We can help lesser-developed Sub-Saharan African countries compete against China by extending the “third-country fabric” provision, one of the most important elements of the African Growth and Opportunity Act. 

This provision, which expires in September, allows apparel producers in these countries to use third-country fabric in making apparel that gets duty-free treatment under AGOA.  Sub-Saharan Africa competes with China in manufacturing exports.

Last July, Charlie Rangel and I introduced legislation to extend the third-country fabric provision until 2015.  Identical legislation was introduced by Senators Baucus and Hatch last December.

Both Chairman Camp and Trade Subcommittee Chairman Brady committed months ago to moving this legislation, and yet there has been no action.  Buyers are already turning away from the AGOA region because of uncertainty.

I understand that some House Republicans have concerns about sending a revenue measure over to the Senate.  If they need an iron clad commitment from Senator Reid and Senator McConnell that there won’t be any shenanigans, they’ll get one.   We cannot wait any longer to act.
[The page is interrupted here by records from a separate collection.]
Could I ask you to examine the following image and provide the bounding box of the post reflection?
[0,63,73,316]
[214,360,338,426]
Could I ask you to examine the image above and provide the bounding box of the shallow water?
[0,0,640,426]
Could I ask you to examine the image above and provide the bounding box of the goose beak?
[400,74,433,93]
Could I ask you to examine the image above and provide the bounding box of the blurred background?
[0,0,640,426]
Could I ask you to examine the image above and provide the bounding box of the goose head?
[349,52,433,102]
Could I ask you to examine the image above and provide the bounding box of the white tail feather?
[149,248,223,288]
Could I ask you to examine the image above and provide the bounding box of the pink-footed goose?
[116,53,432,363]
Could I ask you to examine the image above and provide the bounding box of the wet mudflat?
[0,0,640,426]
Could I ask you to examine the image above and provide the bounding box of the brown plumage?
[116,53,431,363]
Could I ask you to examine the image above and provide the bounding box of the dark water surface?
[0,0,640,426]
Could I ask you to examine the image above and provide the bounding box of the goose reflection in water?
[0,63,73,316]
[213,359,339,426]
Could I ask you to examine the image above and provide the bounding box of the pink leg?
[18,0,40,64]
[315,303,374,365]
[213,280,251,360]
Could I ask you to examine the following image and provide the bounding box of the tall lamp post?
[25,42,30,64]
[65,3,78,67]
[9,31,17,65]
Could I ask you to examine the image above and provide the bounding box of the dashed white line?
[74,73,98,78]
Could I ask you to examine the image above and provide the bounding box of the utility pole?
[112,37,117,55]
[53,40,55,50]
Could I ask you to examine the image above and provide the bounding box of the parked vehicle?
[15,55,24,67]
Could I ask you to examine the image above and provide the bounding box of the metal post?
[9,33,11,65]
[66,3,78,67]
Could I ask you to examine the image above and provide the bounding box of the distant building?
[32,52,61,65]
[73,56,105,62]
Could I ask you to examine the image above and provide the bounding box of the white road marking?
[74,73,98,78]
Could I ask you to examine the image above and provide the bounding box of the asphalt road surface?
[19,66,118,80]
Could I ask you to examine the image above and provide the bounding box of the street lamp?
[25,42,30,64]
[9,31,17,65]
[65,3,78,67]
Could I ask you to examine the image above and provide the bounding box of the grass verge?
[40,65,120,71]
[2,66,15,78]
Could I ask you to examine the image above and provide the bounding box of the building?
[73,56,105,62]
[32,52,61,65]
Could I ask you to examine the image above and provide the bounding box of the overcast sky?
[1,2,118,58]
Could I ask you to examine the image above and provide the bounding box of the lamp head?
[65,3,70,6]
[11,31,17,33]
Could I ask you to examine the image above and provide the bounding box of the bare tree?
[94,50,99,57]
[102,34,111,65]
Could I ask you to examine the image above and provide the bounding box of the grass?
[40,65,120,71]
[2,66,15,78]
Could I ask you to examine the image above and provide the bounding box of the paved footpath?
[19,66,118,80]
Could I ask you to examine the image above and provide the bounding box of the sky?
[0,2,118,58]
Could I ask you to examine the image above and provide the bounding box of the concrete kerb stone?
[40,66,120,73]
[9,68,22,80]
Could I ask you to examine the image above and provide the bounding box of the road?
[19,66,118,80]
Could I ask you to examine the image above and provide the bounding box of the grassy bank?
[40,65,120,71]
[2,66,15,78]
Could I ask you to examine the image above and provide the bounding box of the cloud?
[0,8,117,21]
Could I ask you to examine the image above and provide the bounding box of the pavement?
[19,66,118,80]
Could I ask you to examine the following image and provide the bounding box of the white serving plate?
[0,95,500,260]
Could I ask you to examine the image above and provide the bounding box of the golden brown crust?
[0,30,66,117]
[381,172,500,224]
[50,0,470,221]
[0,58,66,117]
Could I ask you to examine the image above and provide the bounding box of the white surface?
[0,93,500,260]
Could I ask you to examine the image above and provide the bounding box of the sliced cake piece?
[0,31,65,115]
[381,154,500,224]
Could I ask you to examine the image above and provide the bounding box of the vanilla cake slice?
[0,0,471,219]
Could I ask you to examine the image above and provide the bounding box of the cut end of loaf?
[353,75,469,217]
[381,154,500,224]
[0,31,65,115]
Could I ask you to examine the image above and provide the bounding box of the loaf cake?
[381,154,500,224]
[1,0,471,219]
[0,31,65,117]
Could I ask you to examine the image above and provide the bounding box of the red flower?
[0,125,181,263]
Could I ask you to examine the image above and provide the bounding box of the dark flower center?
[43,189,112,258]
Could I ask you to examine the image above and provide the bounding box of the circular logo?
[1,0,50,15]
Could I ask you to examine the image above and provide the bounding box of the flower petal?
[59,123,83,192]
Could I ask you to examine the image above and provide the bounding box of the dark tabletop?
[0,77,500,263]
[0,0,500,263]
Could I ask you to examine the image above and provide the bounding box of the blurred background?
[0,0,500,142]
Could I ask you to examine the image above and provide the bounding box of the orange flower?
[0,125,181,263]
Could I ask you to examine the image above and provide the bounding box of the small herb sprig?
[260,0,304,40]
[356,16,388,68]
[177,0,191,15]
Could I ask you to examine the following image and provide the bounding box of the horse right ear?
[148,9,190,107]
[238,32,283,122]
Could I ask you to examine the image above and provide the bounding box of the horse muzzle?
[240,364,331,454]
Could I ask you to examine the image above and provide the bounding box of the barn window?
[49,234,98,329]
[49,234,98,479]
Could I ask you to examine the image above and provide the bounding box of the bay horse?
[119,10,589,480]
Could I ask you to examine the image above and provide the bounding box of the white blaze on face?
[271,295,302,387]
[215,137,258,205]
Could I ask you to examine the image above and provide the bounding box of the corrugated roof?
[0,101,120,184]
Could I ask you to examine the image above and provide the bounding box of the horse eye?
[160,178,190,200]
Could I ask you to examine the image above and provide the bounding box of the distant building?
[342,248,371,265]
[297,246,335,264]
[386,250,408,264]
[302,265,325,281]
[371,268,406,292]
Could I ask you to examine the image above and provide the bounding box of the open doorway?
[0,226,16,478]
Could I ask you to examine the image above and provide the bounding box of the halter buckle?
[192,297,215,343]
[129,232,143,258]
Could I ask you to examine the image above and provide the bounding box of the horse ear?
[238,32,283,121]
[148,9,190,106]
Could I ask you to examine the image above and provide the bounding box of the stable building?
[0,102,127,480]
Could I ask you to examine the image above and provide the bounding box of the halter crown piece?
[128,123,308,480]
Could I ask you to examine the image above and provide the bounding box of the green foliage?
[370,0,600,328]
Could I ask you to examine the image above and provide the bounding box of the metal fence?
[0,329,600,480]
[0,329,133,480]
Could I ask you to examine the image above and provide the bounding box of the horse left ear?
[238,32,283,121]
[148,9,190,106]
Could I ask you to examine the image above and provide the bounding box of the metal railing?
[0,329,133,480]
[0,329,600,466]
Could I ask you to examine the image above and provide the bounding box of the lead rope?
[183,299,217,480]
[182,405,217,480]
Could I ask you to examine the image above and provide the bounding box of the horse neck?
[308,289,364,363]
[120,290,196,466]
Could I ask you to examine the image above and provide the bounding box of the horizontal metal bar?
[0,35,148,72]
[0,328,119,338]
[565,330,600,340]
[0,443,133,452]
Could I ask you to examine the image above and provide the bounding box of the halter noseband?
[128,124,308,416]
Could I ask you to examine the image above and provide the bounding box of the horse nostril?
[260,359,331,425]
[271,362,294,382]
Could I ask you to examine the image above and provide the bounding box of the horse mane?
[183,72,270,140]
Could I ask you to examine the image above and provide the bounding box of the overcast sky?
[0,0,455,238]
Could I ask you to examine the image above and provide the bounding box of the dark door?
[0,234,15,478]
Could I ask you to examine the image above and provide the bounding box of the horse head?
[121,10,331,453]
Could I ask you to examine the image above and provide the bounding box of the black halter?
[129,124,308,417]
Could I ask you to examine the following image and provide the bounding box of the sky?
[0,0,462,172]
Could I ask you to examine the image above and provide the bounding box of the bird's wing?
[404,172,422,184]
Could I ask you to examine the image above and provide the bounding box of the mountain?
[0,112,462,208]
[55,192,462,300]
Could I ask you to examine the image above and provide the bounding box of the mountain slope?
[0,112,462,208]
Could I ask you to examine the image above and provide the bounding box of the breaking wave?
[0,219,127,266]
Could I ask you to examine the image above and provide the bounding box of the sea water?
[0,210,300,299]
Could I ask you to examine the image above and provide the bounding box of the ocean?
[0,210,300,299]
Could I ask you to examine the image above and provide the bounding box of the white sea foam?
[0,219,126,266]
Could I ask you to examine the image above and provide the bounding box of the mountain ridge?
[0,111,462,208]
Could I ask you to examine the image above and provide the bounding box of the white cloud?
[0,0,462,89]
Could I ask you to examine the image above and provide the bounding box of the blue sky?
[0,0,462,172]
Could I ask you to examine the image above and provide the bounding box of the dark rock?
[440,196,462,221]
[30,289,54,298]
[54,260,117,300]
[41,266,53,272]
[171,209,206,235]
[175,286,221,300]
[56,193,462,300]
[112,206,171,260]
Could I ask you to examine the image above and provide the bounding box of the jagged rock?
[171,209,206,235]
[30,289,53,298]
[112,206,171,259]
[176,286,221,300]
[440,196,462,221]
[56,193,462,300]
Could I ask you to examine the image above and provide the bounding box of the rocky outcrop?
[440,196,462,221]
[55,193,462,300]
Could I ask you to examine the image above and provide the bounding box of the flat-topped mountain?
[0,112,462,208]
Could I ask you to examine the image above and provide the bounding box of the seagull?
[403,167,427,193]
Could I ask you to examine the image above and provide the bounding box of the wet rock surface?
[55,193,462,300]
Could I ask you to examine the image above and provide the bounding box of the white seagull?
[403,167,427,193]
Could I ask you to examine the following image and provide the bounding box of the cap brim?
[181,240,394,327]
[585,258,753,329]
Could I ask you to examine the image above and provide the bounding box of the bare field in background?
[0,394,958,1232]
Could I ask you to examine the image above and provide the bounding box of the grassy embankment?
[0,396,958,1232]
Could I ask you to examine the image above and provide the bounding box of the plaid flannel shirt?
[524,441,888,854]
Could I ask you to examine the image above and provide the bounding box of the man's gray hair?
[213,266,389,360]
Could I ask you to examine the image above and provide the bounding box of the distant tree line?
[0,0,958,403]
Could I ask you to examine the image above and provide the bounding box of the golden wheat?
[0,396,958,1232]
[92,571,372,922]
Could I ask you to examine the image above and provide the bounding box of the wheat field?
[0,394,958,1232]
I also want to take a moment to applaud the work of USTR on the Boeing-Airbus case and the May 2011 Appellate Body decision that ruled that Airbus launch aid and other subsidies violated WTO rules.  If the EU continues to drag its feet and doesn’t withdraw the subsidies then we should go directly to a compliance proceeding.

My staff's been working with Mr. Reichert’s staff, the senate and your folks at Commerce on a bill that will really help the National Export Initiative -- to make us much better at exporting. The bill will have no cost and will solve some real problems to increase exports. I just want you to know we appreciate your team’s work on it.

I have one question for the Ambassador on TPP and IPR medicines.  The May 10 changes struck a fair balance between: (1) timely access to affordable medicines in developing countries; and (2) protection for innovation.

In the TPP negotiations, USTR has proposed an alternative that throws off this balance in favor of protecting innovation.  How have the other TPP countries, especially the developing countries, reacted to your proposal?